Garner also challenges the lack of physical evidence connecting her to the crime. But BCA test results showed the presence of an accelerant in a piece of wood, a kerosene lamp, and a paint-thinner jug taken from the closet. Although the presence of an accelerant in at least two of these items is consistent with lawful use and thus does not necessarily indicate criminal activity, the jury could have reasonably concluded that Garner put the kerosene lamp and the paint-thinner jug in the closet deliberately to accelerate the fire. The absence of evidence of an accelerant in other items taken from the home is legally insignificant in light of reliable testimony that accelerants usually burn up during the fire and thus are rarely found in testing.

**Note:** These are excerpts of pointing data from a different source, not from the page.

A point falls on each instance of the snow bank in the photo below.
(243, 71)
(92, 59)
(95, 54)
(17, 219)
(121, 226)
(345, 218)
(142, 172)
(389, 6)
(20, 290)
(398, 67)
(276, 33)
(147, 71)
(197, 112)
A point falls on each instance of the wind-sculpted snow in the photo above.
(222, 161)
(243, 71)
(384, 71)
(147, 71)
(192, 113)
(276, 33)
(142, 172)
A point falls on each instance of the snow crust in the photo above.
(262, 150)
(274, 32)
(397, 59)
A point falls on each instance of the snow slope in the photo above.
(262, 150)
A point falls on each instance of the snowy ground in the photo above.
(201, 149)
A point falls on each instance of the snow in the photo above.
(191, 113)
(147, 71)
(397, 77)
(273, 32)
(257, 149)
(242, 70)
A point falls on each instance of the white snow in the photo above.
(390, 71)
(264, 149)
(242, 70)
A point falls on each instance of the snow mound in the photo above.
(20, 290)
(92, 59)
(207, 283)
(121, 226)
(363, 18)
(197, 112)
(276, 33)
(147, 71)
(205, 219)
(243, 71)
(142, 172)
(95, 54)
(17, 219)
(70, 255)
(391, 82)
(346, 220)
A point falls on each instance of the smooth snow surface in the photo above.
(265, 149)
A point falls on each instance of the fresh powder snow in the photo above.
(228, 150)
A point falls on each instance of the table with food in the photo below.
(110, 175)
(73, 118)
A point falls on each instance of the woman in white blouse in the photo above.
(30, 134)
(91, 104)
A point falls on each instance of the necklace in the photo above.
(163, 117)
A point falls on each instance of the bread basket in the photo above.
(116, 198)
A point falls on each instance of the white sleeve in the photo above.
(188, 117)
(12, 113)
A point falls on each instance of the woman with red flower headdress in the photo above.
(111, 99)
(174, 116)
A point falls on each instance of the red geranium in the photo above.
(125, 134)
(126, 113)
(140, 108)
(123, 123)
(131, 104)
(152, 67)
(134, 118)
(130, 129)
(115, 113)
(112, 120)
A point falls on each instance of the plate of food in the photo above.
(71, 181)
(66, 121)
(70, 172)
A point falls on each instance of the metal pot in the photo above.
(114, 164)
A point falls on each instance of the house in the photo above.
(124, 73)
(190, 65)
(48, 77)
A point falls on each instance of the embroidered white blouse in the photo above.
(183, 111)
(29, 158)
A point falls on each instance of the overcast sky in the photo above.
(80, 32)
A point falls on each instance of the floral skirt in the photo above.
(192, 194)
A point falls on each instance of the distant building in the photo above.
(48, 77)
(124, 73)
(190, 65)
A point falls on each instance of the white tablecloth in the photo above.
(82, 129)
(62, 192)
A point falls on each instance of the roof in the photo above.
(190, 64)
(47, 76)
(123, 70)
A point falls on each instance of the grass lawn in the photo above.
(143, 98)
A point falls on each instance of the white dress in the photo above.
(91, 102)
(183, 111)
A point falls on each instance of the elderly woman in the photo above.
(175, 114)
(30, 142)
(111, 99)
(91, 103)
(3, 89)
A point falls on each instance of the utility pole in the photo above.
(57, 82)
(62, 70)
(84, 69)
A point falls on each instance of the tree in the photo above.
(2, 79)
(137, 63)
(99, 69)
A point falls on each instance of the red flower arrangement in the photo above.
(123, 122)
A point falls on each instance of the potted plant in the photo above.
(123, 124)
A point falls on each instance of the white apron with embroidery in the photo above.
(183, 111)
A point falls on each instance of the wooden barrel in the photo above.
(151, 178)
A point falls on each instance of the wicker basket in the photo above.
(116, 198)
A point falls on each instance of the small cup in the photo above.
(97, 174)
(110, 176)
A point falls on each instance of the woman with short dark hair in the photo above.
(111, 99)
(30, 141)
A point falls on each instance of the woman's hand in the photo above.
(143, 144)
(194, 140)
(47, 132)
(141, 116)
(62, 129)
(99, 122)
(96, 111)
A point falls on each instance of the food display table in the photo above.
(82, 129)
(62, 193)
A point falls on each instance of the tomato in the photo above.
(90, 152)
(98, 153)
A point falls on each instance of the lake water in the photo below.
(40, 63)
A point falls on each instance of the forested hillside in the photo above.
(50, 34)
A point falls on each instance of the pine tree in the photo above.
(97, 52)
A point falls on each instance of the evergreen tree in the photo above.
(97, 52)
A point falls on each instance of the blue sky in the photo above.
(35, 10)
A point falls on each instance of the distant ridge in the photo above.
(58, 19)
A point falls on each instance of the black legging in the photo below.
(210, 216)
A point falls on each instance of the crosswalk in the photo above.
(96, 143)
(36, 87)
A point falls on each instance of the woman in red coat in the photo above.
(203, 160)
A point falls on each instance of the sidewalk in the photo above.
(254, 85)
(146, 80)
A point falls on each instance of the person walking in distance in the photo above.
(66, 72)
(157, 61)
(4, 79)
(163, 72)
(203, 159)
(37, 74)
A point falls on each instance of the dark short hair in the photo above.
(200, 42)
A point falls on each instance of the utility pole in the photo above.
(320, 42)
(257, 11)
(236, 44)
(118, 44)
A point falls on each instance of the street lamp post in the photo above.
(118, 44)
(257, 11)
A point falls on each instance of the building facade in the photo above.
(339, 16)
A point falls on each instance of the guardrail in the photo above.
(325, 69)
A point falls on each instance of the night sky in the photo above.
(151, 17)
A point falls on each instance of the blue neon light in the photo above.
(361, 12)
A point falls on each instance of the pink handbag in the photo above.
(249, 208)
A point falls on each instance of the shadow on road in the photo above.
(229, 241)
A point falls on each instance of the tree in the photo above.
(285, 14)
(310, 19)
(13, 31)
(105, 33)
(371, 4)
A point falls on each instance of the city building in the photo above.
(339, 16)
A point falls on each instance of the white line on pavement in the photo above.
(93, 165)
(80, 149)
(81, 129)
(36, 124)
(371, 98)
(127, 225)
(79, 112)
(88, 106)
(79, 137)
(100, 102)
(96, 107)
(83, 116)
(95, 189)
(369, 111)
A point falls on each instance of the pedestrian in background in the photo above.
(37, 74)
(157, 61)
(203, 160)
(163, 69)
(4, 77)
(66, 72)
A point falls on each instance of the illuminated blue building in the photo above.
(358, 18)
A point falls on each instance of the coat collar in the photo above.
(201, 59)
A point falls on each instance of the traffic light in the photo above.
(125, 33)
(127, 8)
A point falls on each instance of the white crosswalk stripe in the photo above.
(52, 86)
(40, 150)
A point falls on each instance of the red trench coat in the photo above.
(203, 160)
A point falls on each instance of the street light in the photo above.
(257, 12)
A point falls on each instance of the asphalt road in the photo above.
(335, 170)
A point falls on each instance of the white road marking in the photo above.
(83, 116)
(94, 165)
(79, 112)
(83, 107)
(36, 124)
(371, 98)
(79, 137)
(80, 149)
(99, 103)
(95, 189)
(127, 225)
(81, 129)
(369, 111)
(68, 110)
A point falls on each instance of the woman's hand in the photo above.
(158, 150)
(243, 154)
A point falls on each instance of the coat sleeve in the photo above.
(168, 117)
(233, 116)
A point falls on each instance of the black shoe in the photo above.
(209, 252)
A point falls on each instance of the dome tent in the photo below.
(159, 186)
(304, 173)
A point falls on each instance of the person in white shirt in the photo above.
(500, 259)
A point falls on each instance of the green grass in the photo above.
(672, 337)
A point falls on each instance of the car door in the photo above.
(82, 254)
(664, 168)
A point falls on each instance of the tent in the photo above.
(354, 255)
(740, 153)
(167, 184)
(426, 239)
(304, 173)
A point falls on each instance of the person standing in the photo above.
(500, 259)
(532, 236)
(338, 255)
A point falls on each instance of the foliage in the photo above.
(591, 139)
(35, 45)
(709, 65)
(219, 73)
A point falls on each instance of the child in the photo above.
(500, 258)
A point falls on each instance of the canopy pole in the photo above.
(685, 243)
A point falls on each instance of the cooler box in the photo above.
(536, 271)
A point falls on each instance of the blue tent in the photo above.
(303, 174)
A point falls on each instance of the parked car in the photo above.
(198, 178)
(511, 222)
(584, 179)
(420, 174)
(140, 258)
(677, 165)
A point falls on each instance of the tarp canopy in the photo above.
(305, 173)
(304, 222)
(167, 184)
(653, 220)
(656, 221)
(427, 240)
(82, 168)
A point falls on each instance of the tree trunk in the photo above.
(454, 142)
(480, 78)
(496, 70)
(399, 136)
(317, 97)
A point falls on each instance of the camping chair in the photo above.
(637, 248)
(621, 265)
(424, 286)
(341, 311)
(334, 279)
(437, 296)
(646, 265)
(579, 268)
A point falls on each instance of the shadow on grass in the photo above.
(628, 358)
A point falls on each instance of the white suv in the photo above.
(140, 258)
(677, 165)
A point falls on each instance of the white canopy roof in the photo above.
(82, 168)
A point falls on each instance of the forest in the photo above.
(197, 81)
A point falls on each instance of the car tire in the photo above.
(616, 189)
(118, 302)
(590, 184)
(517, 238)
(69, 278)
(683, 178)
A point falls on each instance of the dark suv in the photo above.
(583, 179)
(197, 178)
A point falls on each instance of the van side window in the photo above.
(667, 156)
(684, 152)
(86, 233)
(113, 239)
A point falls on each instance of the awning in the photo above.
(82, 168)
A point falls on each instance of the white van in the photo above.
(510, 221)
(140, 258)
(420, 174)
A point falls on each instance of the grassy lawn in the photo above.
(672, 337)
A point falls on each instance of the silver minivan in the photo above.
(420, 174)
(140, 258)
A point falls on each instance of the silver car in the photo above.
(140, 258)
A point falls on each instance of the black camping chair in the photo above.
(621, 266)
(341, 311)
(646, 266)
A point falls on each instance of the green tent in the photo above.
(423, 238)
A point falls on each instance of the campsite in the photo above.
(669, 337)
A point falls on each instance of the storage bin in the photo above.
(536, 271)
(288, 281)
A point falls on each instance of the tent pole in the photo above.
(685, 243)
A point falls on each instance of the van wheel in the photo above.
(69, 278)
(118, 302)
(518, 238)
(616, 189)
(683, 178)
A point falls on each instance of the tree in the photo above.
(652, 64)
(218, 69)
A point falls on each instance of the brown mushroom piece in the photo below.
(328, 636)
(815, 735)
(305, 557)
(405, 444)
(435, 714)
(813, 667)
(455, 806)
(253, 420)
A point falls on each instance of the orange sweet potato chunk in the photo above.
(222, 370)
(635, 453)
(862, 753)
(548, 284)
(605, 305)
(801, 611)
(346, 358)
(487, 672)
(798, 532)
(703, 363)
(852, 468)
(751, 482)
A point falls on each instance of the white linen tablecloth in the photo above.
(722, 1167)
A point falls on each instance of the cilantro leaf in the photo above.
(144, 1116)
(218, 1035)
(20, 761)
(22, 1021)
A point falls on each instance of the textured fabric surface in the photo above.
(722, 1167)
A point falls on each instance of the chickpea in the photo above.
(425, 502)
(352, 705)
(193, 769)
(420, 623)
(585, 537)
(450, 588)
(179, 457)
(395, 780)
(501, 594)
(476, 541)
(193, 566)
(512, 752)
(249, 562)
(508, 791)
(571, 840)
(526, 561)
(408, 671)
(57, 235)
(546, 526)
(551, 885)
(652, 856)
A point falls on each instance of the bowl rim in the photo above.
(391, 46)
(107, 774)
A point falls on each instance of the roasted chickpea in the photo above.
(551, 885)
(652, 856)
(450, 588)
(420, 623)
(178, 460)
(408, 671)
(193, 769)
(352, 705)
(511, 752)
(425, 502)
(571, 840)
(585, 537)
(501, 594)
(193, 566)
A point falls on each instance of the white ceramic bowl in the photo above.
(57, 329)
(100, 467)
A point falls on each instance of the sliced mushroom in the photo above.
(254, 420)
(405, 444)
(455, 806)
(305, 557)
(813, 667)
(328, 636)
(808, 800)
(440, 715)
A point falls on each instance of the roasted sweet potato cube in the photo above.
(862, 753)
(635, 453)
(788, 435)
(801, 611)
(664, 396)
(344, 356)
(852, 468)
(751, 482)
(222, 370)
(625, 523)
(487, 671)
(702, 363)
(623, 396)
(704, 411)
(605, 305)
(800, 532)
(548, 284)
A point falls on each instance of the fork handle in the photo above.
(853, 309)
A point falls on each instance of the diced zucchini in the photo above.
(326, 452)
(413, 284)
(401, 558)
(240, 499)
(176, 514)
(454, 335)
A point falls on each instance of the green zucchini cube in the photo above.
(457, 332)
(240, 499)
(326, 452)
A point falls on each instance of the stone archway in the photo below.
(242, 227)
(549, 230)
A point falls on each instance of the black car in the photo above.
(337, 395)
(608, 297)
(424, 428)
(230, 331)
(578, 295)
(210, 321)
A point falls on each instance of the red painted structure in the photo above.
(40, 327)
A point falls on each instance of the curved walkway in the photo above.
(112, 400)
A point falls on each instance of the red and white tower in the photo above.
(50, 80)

Finally, we are unpersuaded by Garner’s claim that the conviction should be reversed because the state failed to present eyewitness testimony placing her at the house around the time of the fire. Garner’s neighbor testified that she saw a female with sandy-blond, shoulder-length hair leave Garner’s house in a tan car almost two hours before the fire was reported. Again, the evidence was conflicting, but the jury could have concluded that the neighbor saw Garner. Given the arson investigator’s testimony that the fires could have been set hours before they were reported, we conclude that even if the state had the burden of placing Garner at the house around the time of the fire, which it does not, her argument is unpersuasive.
The state provided more than enough evidence on which the jury reasonably could find beyond a reasonable doubt that Garner committed first-degree arson.